Aside from just buying discs while you still can, I would consider supporting emulation projects, even if you don't use them at the moment. When these consoles and their servers are long dead, the emulation community and their passion is what's going to keep these games playable. There are amazing developers out there doing this work for free and they should be encouraged at every opportunity. Amplify and donate to preservation groups as well so they have a greater voice with lawmakers and can hopefully make some headway in getting preservation a legal framework like it always should have had.

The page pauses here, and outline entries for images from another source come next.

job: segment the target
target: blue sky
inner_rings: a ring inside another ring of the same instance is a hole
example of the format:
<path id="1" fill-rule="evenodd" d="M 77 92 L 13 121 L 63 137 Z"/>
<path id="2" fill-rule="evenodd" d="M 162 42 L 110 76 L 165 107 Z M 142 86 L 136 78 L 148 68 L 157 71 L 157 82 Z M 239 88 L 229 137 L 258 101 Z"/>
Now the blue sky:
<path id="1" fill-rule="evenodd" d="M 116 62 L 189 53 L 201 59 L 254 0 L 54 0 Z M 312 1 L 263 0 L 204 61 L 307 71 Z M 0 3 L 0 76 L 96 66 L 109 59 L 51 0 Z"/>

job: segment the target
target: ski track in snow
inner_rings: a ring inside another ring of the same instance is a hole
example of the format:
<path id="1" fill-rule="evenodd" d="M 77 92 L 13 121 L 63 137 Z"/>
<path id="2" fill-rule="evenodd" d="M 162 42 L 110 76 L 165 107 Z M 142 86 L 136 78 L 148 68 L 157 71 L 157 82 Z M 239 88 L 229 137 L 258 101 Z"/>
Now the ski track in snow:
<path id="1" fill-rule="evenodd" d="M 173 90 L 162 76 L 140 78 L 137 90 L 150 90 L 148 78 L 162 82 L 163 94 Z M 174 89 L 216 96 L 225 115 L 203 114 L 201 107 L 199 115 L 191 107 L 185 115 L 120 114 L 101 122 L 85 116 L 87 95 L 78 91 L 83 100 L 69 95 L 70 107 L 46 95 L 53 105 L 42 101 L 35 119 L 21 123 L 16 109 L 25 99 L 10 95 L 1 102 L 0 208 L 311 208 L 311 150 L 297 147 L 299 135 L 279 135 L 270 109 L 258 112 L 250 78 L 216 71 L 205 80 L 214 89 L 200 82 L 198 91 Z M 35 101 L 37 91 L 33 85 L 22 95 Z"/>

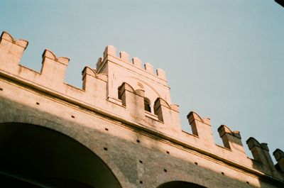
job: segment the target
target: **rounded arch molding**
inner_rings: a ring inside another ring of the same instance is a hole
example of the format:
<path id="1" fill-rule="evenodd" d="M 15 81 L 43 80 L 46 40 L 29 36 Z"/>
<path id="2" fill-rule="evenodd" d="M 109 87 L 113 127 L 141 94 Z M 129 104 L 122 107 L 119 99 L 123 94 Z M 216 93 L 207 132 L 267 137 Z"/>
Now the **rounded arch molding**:
<path id="1" fill-rule="evenodd" d="M 116 179 L 117 181 L 116 187 L 115 187 L 118 188 L 131 187 L 130 186 L 130 183 L 128 179 L 126 179 L 124 177 L 124 174 L 120 170 L 120 169 L 105 153 L 105 152 L 104 152 L 104 150 L 102 150 L 102 148 L 98 148 L 96 145 L 92 144 L 87 137 L 82 136 L 80 131 L 78 131 L 77 129 L 74 130 L 72 128 L 72 127 L 64 126 L 62 123 L 58 123 L 57 122 L 47 119 L 42 119 L 33 116 L 7 116 L 6 117 L 3 117 L 3 118 L 0 121 L 0 131 L 1 126 L 4 126 L 5 125 L 11 126 L 13 124 L 15 126 L 21 125 L 23 126 L 23 127 L 24 126 L 27 126 L 37 127 L 37 128 L 39 129 L 45 129 L 48 130 L 48 131 L 50 131 L 55 132 L 56 133 L 55 134 L 61 135 L 61 136 L 65 137 L 67 138 L 67 139 L 72 140 L 74 142 L 77 143 L 78 145 L 80 145 L 82 148 L 85 148 L 85 150 L 89 150 L 90 153 L 92 153 L 93 155 L 96 156 L 99 160 L 101 160 L 102 164 L 104 164 L 105 167 L 109 170 L 110 174 L 111 174 L 114 178 Z M 0 148 L 1 146 L 1 143 L 0 139 Z M 1 173 L 3 175 L 3 172 Z M 109 179 L 104 179 L 104 181 L 109 181 Z M 114 181 L 115 182 L 116 180 Z M 62 184 L 64 182 L 62 182 Z M 77 184 L 76 182 L 73 182 L 73 184 L 75 184 L 75 186 L 77 185 L 77 187 L 78 187 L 78 185 L 76 184 Z M 82 184 L 80 185 L 80 187 L 84 187 Z M 87 186 L 86 187 L 99 188 L 99 187 L 87 187 Z"/>
<path id="2" fill-rule="evenodd" d="M 167 177 L 160 174 L 156 177 L 155 188 L 206 188 L 209 184 L 198 173 L 188 175 L 178 170 L 168 172 Z"/>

Most importantly, don't just bitch impotently on social media, contact Sony and tell them why this matters to you. One direct email from a passionate fan has the weight of thousands of angry tweets and YouTube comments because it shows you care enough to make an actual effort. I've already done so and told them I'm not buying a PS6 if they continue down this road and I mean it. You'll get a generic form letter back but if enough people do that, Sony will take notice. It's happened before, it can happen again.
Games may be entertainment but they are also art and it's important players fight for that. Companies are about money and the single biggest way you can get through to them is to threaten to take yours somewhere else.